![[CS logo]](../t.png)
CMSC 25000 - Artificial Intelligence
Winter 2004
Homework #2: Due January 20, 2004
Goals
Through this assignment you will:
- Implement search procedures.
- Understand the close interrelationships between different search procedures.
- Explore additional applications of search.
Background
Files for this homework assignment can be found
here
When trying to find cheap airfares, one often encounters itineraries and
routes that are convoluted to say the least. Here we exploring routing
through a hypothetical airline's system to locations that may be off the
beaten path. Any resemblance these routes bear to itineraries suggested
by on-line travel planners is purely coincidental.
The bulk of the code for this problem set can be loaded by airsearch.scm. The large data file is in airroutes.scm
The main search function is
(generalized-search start finish finish? merge-paths-into-queue how-many successors)
- start and finish are the starting and ending nodes of the search.
- finish? is a function that checks to see if the goal has been reached, and provides some abstraction in that check.
- merge-paths-into-queue is a function that determines how new paths are added to the queue. As you should recall from lecture, this component has a great deal of impact on what type of search is implemented.
- how-many is either all or an integer indicating how many paths to find.
- successors is a function that computes the way in which a path is extended.
The main data abstractions are as follows:
- An airport consists of its name, its (approximate) latitude and longitude in integer values, and the names of those airports in connects to. E.g.
(chicago-midway 88 132 indianapolis detroit bwi las-vegas orlando)
The variable *data* is bound to a list of airports.
- path is a list of airport names.
- queue is the list of paths currently being explored.
Problem 1
Since we are searching a graph rather than a tree, there are some additional
details that must be handled. To explore one of these difficulties try
the following simple search: (step-by-step '(chicago-midway)).
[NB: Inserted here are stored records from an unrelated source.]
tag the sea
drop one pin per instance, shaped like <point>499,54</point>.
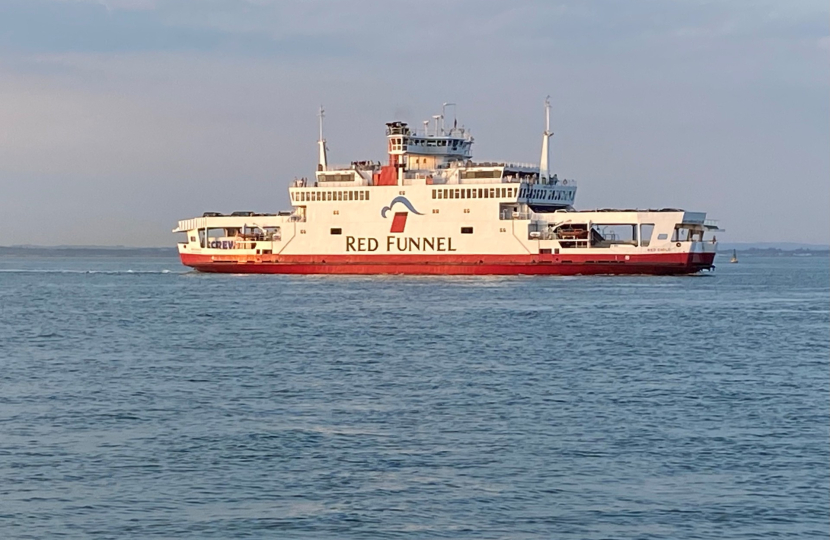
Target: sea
<point>139,399</point>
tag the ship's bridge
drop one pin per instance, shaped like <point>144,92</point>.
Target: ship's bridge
<point>427,149</point>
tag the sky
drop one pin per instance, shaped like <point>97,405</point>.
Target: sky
<point>120,117</point>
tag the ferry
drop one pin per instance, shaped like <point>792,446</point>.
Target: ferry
<point>431,209</point>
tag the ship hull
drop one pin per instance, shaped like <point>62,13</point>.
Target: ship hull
<point>652,264</point>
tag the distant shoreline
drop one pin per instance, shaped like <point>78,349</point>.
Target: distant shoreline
<point>88,251</point>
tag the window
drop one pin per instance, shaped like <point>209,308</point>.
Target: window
<point>646,230</point>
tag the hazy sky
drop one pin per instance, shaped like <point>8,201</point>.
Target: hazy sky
<point>119,117</point>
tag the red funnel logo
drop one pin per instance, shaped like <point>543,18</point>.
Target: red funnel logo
<point>399,222</point>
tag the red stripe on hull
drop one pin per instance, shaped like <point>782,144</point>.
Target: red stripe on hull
<point>658,264</point>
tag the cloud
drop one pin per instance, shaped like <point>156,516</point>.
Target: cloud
<point>155,111</point>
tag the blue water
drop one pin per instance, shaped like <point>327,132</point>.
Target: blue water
<point>140,400</point>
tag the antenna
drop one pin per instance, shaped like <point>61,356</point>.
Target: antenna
<point>454,119</point>
<point>547,116</point>
<point>544,160</point>
<point>323,163</point>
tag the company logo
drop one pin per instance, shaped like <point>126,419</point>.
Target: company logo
<point>399,220</point>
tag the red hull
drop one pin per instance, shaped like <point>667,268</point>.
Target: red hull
<point>657,264</point>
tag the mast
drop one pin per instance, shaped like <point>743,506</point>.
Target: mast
<point>544,161</point>
<point>323,163</point>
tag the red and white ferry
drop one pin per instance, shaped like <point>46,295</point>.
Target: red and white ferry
<point>431,209</point>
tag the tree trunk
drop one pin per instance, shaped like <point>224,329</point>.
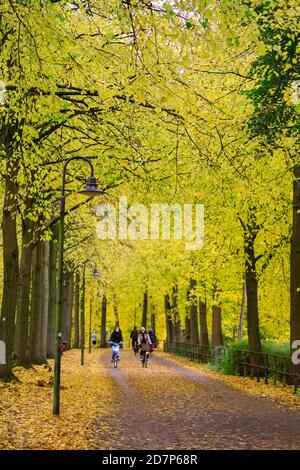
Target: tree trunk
<point>145,310</point>
<point>23,301</point>
<point>10,264</point>
<point>187,329</point>
<point>250,233</point>
<point>216,337</point>
<point>45,303</point>
<point>52,295</point>
<point>242,314</point>
<point>103,321</point>
<point>36,304</point>
<point>204,340</point>
<point>194,327</point>
<point>76,311</point>
<point>169,325</point>
<point>176,318</point>
<point>295,265</point>
<point>67,308</point>
<point>252,312</point>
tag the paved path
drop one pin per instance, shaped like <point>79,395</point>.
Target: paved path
<point>169,406</point>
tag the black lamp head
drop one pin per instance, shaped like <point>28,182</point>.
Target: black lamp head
<point>91,187</point>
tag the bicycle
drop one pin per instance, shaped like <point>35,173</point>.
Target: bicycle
<point>115,353</point>
<point>135,347</point>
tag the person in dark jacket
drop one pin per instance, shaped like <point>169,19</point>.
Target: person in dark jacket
<point>152,339</point>
<point>134,337</point>
<point>116,337</point>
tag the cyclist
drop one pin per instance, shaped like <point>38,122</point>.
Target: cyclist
<point>134,338</point>
<point>144,342</point>
<point>152,339</point>
<point>116,338</point>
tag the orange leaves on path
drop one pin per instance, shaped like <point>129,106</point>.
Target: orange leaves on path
<point>26,420</point>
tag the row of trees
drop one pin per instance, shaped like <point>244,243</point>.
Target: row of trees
<point>173,104</point>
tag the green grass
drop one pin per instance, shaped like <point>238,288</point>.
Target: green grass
<point>225,364</point>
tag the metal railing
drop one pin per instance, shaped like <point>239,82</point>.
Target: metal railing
<point>194,352</point>
<point>265,366</point>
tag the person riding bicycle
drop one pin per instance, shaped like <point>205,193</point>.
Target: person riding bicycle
<point>143,341</point>
<point>134,337</point>
<point>152,339</point>
<point>117,338</point>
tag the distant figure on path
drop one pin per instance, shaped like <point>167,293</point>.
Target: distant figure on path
<point>143,341</point>
<point>152,339</point>
<point>116,338</point>
<point>94,338</point>
<point>134,337</point>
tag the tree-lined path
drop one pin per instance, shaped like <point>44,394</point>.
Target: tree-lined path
<point>171,406</point>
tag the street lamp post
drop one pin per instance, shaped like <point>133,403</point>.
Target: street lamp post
<point>91,190</point>
<point>95,274</point>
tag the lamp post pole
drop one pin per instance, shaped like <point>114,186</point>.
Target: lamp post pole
<point>90,326</point>
<point>91,190</point>
<point>82,342</point>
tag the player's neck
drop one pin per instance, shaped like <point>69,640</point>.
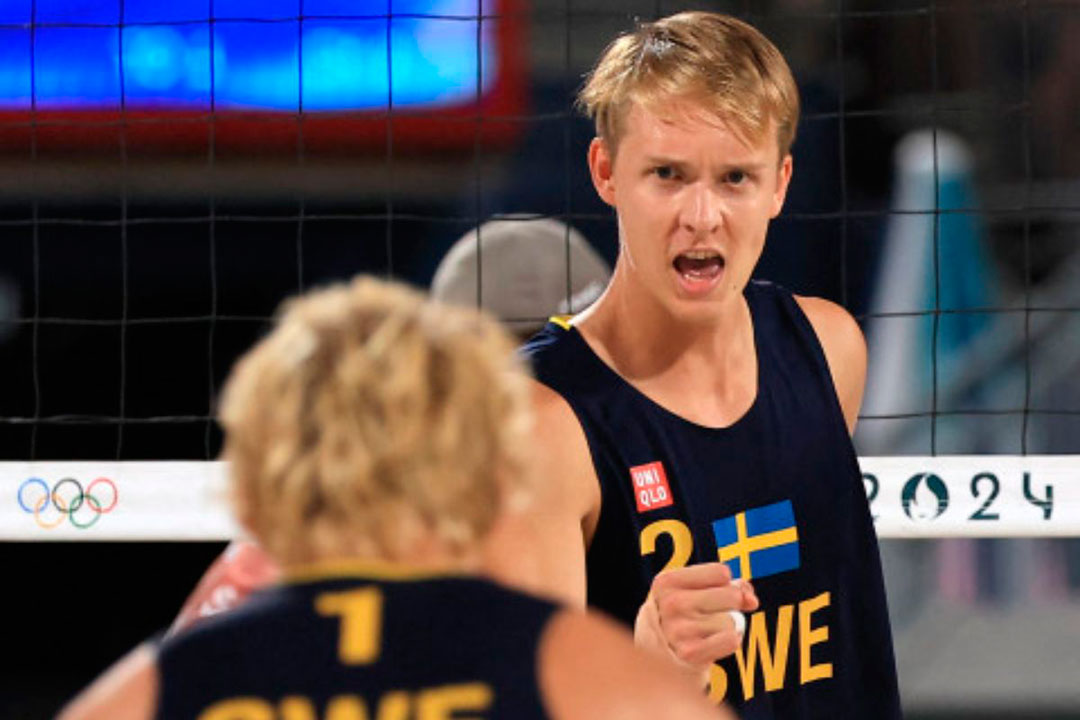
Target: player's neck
<point>706,372</point>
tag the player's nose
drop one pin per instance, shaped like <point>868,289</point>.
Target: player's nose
<point>702,209</point>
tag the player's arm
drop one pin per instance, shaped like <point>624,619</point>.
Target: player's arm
<point>845,348</point>
<point>239,571</point>
<point>589,668</point>
<point>687,620</point>
<point>540,546</point>
<point>126,691</point>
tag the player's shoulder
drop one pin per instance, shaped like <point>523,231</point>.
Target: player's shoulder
<point>833,323</point>
<point>126,691</point>
<point>586,664</point>
<point>845,349</point>
<point>836,329</point>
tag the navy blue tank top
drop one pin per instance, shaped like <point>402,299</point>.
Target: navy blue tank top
<point>361,647</point>
<point>778,496</point>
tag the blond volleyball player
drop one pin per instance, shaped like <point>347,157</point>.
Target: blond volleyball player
<point>696,447</point>
<point>376,442</point>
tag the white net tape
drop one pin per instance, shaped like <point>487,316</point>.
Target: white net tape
<point>910,497</point>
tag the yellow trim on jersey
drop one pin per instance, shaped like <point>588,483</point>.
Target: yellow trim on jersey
<point>562,321</point>
<point>372,569</point>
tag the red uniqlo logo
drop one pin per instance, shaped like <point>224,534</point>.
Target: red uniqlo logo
<point>650,487</point>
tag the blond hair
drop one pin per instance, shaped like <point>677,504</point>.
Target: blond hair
<point>718,62</point>
<point>370,417</point>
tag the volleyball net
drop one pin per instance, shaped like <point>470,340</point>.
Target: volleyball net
<point>173,173</point>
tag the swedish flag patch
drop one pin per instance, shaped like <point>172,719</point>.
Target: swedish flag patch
<point>758,542</point>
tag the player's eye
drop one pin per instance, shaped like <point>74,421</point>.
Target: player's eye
<point>664,172</point>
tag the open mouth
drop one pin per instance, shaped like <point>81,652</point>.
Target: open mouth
<point>699,266</point>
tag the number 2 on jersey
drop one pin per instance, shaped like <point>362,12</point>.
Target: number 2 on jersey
<point>682,541</point>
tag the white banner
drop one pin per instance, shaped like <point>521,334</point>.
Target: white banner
<point>974,496</point>
<point>910,497</point>
<point>94,500</point>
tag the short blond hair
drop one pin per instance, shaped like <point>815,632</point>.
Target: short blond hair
<point>369,416</point>
<point>716,60</point>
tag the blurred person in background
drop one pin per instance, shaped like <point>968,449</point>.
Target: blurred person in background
<point>531,268</point>
<point>375,443</point>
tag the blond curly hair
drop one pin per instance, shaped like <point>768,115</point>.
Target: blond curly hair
<point>715,60</point>
<point>370,417</point>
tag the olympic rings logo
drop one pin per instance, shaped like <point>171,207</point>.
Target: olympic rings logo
<point>68,497</point>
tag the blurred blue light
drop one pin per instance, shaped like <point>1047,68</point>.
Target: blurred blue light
<point>261,58</point>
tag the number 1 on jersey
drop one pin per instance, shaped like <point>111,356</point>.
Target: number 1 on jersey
<point>361,623</point>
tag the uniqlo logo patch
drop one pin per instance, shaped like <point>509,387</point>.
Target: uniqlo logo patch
<point>650,487</point>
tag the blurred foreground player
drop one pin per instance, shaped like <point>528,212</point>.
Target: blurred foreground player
<point>375,442</point>
<point>521,269</point>
<point>696,423</point>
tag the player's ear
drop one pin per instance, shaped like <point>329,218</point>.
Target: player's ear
<point>783,179</point>
<point>601,167</point>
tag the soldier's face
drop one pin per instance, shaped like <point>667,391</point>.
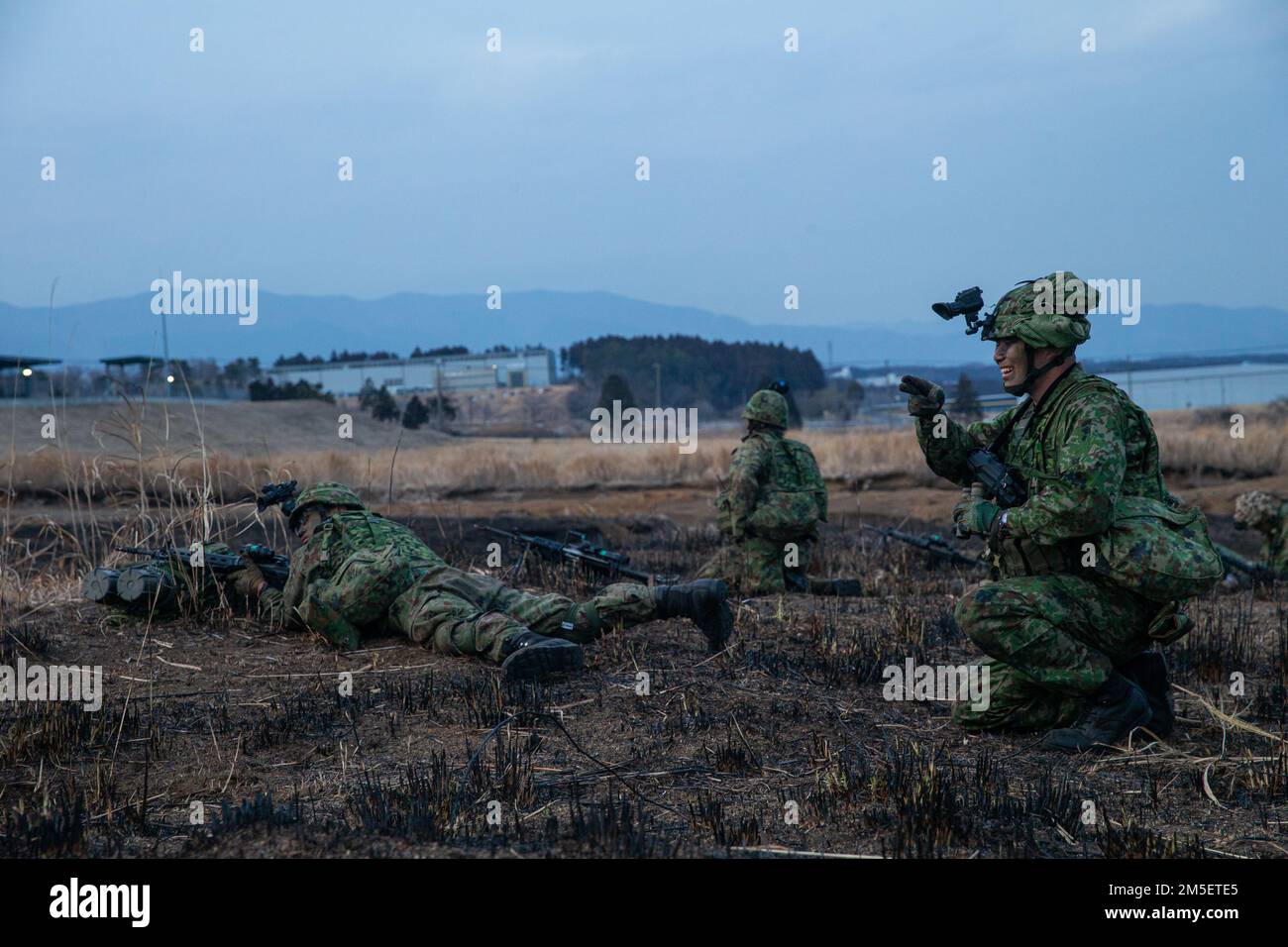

This function incrementally and interactively extends the search path.
Press 'y' a few times to observe its behavior.
What problem you observe?
Fix the problem in extend-path and hand in your code
and the output of a run on the above example to demonstrate that it works.
Problem 2
The source code contains a stub for the depth-first procedure.
Complete the implementation, debugging your code on the test data.
When it works, run your completed code on (depth-first 'newark 'san-francisco using the
(loadrealdata) to load the real data.
Turn in your modification of depth-first and the verbose
output for the above run.
Problem 3
In class we discussed the relationship between depth-first and breadth-first
search. We also know how irritating it is to have a large number of
connecting flights, and would like to find the route with the fewest hops.
Implement a function breadth-first. Debug using the
small test data set.
When your code is operational, load the real data and run
(breadth-first 'newark 'san-francisco). Hand in your function code,
and the verbose output from the run.
Problem 4
Just finding a route is useful, but we'd really prefer to find the
SHORTEST route efficiently.
Implement a version of a-star search. Run your
version of a-star on the above example.
Consider using a hash table to implement dynamic programming.
You will probably need to modify some of the data abstractions
since we are now concerned with path costs as well. We have included
a function straight-line-distance to aid in your search.
The library loaded at the top of the code should also import a quicksort function.
What differences are there? What savings do you gain?